You can see in the pic above some pink colonies lurking among the white ones, after I streaked out the first ‘white looking’ dot. I tested some candidate colonies on plain vs kan plates and saw no growth for one of them, but I guess I got unlucky when I then picked the cells for the transformation step. Lesson learned: wait for individual colonies to grow out, and test carefully :) Once I get a successful transformation into these BL21 cells, I’ll grow some on plates and some in liquid culture and see if we can see any green at all. Either way, it’s already been a great learning experience.
I’ll also say, it’s wild that an amateur can, with the help of some friends and AI, whip up a custom plasmid design, get it synthesized, and have it expressed in bacteria in a matter of weeks for a few hundred dollars. What a world! But also, a little scary.

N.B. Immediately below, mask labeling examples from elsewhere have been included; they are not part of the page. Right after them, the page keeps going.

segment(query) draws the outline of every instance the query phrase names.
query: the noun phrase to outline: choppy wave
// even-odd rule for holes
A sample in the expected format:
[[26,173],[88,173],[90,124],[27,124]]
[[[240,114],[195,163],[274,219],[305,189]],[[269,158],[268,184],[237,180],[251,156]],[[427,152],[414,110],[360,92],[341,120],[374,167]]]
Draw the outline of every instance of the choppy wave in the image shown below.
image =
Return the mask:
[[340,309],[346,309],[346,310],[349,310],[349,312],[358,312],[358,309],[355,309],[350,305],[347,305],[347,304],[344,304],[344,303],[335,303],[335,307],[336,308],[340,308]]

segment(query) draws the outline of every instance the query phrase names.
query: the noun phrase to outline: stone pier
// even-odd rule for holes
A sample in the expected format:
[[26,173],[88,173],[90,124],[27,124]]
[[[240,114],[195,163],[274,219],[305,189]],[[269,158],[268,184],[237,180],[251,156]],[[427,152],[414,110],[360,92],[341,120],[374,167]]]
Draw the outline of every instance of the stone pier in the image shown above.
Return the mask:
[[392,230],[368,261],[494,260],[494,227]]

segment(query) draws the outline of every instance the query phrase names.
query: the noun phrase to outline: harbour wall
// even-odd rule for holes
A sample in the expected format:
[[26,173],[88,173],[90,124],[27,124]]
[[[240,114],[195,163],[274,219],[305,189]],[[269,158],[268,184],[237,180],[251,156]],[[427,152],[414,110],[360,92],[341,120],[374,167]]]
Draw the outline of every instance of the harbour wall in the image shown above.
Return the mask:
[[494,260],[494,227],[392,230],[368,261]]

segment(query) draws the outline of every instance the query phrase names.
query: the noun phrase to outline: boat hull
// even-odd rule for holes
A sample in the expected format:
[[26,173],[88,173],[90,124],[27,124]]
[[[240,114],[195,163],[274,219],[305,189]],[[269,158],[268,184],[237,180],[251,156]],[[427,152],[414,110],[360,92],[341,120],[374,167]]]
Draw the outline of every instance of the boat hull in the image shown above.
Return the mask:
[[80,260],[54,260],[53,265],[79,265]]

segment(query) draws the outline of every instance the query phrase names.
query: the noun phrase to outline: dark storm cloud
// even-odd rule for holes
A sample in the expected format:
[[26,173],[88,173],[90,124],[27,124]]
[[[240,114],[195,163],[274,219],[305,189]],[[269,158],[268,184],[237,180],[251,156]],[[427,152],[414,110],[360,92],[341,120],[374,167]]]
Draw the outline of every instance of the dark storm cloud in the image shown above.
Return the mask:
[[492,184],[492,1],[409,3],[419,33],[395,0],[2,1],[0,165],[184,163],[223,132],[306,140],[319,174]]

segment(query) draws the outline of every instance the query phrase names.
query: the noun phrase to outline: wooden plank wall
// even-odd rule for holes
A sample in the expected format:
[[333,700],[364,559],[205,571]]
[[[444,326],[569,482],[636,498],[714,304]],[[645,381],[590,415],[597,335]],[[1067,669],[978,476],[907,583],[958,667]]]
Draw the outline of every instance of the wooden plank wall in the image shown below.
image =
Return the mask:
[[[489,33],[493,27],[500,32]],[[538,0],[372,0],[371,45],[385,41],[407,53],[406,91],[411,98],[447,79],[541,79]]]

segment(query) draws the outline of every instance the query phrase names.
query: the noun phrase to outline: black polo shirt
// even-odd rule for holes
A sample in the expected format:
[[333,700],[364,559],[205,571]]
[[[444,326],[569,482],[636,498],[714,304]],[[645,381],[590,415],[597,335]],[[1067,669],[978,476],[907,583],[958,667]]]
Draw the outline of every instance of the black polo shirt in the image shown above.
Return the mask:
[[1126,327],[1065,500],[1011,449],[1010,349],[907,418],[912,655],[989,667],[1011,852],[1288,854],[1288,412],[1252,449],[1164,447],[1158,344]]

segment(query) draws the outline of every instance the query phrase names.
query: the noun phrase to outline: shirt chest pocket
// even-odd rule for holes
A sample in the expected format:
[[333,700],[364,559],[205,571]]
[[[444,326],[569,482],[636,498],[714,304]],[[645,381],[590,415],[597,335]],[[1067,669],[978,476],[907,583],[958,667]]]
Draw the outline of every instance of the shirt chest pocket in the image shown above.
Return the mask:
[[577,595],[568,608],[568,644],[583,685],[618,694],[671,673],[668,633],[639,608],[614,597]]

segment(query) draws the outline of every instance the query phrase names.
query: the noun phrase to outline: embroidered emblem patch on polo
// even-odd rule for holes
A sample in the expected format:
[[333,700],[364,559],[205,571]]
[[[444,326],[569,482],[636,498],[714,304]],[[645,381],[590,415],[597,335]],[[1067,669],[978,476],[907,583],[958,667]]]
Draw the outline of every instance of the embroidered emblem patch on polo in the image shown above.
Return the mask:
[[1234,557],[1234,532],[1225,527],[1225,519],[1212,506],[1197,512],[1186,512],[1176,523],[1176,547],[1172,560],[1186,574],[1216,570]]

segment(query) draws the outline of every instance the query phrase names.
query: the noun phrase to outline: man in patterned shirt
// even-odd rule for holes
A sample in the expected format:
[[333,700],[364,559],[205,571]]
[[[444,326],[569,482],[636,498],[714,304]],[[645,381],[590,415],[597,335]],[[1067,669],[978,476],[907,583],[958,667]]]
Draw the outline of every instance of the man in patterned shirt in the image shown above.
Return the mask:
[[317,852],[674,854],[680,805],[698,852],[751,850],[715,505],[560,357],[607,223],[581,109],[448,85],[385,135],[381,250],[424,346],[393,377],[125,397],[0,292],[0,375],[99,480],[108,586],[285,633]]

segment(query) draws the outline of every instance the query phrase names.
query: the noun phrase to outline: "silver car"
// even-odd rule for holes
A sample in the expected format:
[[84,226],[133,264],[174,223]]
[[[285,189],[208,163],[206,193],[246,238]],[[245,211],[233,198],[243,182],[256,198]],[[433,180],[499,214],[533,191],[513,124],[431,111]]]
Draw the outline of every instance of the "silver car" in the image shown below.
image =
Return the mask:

Mostly exciting though - I see the majority of uses for tech like this being positive, creative projects and hope more and more people get the joy of working with the living world. See you in part 2, hopefully ft some green!
PS: even if the proteins misfold or I fail from here, I’ll let you in on my secret. The amino acids at the end of the fwYellow sequence: VIKAVDLETYRGSGREEN. So, technically, I made GREEN! Uncountable copies in my plain-looking colonies, spelling out a small victory even in the midst of a setback. (A project for the future is running some PCR+gels to verify this small victory if we don’t get a more obvious one!)